After a recent world upgrade, I noticed that at boot some of the services are not starting: alsasound, lm_sensors and net.enp0s14 (I'm on OpenRC, if that matters). alsasound and lm_sensors are not starting because the required kernel modules are not loaded automatically. net.enp0s14 is not starting because the network interface lost its "predictable" name, and it went back to being eth0 (no problem with device driver in this case, because it's compiled into the kernel, not as a module).

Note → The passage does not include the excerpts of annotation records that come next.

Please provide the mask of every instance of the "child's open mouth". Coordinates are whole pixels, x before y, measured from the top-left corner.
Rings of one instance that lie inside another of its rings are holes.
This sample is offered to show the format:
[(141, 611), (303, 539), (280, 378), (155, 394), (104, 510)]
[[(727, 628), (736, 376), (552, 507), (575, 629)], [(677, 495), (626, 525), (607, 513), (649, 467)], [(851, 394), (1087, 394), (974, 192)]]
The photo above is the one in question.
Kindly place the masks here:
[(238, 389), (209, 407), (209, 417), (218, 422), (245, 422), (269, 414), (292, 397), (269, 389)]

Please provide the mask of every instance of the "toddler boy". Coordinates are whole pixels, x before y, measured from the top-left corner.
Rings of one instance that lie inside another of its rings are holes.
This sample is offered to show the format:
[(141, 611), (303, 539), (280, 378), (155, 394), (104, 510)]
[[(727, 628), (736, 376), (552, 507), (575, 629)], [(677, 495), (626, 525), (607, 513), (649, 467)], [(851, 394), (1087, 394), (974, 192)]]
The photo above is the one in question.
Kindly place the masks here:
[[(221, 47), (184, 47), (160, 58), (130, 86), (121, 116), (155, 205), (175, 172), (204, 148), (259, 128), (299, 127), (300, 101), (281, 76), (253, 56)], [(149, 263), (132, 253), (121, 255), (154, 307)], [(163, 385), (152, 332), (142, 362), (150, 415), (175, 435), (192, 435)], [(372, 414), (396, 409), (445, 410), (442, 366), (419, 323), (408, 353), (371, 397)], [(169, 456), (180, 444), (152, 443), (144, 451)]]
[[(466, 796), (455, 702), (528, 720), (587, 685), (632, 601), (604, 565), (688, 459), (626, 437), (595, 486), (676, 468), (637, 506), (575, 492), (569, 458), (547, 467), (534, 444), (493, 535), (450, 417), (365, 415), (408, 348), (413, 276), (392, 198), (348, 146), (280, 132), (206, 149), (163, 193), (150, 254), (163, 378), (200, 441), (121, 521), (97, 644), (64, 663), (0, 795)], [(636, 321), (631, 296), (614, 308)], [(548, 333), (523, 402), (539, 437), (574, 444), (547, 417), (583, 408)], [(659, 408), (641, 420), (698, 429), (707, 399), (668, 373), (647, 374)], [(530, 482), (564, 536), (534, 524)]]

There is no problem with loading the kernel modules with modprobe, and once it's done the lm_sensors and alsasound can be started manually. For the network interface, as a temporary workaround I have created net.eth0 service (by making a symlink net.eth0 -> net.lo inside /etc/init.d/ just like with enp0s14), and added it to the default runlevel.

When I started X11, I noticed that my mouse and keyboard were not working. The system was otherwise responsive (I was able to ssh from a different machine and kill the XServer).

In this last world update, sys-fs/udev was upgraded from 225-r1 to 233. Loading appropriate kernel modules is udev responsibility, right? So maybe this udev update is the root cause of my problems?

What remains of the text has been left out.